Documentary debut

Fox documentary spotlights global uptick of antisemitism after Oct. 7 

The special focuses on the brutality of the attack and how the aftermath impacted Jews in and out of Israel


Fox News Media released a special documentary through its Fox Nation platform this week on the impact of the global uptick in antisemitism following Oct. 7. 

The 45-minute documentary, which debuted on Thursday, was hosted by Benjamin Hall and featured interviews with American Jewish Committee CEO Ted Deutch; Israeli activist Noa Tishby; Rep. Byron Donalds (R-FL); Franklin Graham, president and CEO of the Billy Graham Evangelistic Association and Samaritan’s Purse; former White House Press Secretary Ari Fleisher; Dara Horn, author of People Love Dead Jews; Gad Saad, the evolutionary behavioral scientist and academic; and young Jewish and Israeli students and influencers. 

The film explored the history of antisemitism and the broader targeting of the Jewish people in the last century. It examined how the murder of six million Jews in the Holocaust prompted the creation of a Jewish state, and the subsequent antisemitism that was sparked by the establishment of Israel. 

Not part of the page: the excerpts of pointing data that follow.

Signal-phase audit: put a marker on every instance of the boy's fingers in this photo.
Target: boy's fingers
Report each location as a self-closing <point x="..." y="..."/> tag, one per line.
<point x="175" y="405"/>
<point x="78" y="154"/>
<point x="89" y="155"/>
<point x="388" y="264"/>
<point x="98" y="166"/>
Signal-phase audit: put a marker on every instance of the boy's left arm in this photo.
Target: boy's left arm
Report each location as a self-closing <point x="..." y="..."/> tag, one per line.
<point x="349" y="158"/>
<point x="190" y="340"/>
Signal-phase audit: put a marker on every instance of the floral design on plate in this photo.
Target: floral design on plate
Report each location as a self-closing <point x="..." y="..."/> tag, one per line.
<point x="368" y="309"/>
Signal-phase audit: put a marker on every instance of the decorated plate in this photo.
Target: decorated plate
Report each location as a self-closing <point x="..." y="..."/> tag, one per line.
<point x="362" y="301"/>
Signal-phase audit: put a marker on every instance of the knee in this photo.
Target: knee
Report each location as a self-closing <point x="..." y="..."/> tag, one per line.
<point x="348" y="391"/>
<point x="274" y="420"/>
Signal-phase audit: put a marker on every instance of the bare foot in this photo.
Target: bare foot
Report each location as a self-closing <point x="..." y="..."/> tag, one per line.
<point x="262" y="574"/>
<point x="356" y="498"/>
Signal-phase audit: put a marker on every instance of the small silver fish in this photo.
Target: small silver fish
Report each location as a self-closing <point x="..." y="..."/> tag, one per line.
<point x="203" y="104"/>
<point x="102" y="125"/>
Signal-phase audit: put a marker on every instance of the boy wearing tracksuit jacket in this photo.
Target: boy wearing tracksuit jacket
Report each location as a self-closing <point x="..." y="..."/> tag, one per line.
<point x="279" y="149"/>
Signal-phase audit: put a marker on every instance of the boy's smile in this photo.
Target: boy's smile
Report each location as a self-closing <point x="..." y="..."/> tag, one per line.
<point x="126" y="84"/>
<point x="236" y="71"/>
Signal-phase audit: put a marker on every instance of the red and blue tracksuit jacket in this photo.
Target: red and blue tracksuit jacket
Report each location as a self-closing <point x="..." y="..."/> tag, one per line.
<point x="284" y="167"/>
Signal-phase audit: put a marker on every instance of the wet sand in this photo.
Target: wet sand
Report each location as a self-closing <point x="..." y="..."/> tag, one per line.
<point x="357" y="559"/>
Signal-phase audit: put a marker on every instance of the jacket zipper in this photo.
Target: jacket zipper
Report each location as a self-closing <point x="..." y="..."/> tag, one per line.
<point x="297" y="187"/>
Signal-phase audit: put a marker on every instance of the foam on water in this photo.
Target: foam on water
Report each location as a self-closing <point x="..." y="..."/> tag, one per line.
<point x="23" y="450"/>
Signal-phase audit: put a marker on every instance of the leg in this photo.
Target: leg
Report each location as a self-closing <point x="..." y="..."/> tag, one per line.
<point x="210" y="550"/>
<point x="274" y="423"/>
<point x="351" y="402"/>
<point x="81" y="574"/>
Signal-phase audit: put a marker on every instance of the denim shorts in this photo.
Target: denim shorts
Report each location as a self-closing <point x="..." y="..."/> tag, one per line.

The documentary also shined a light on recent high-profile examples of antisemitism leading up to Oct. 7, including the 2017 rally in Charlottesville where white supremacists marched while chanting “Jews will not replace us,” and the Tree of Life Synagogue shooting one year later. 

Delving into Oct. 7, the special focuses on the brutality of the attack and how the aftermath impacted Jews in and out of Israel. 

Graham spoke of how “the stench of death was still there, you could smell it” at the kibbutzim he visited in the month after the Hamas terror attacks. 

“More horrifying than the attacks themselves was the joy of which they were executed,” Horn said, pointing to “the joy with which these terrorists were murdering and raping and torturing people.”

“They say that the Jewish community is kind of like a human body. When you cut the leg, the entire body feels. That’s what happened in Israel on Oct. 7. Every Jew around the world felt it in their gut because they knew that if they were there, they would have been the ones that were targeted,” Tishby told the platform. 

All who participated in the special said antisemitism was to blame for the tepid response from women’s groups and international governing bodies to the sexual violence by Hamas against those they killed or took hostage during the attack. 

“That phrase, ‘Me too unless you’re a Jew,’ is putting into context in such a clear way what this is about. It makes no sense. It boggles the mind that you have piles of evidence of systematic gender-based violence, mutilation, rape, horrible stuff, yet women’s organizations are completely ignoring it. Silence. Why else if it’s not antisemitism?” Tishby said.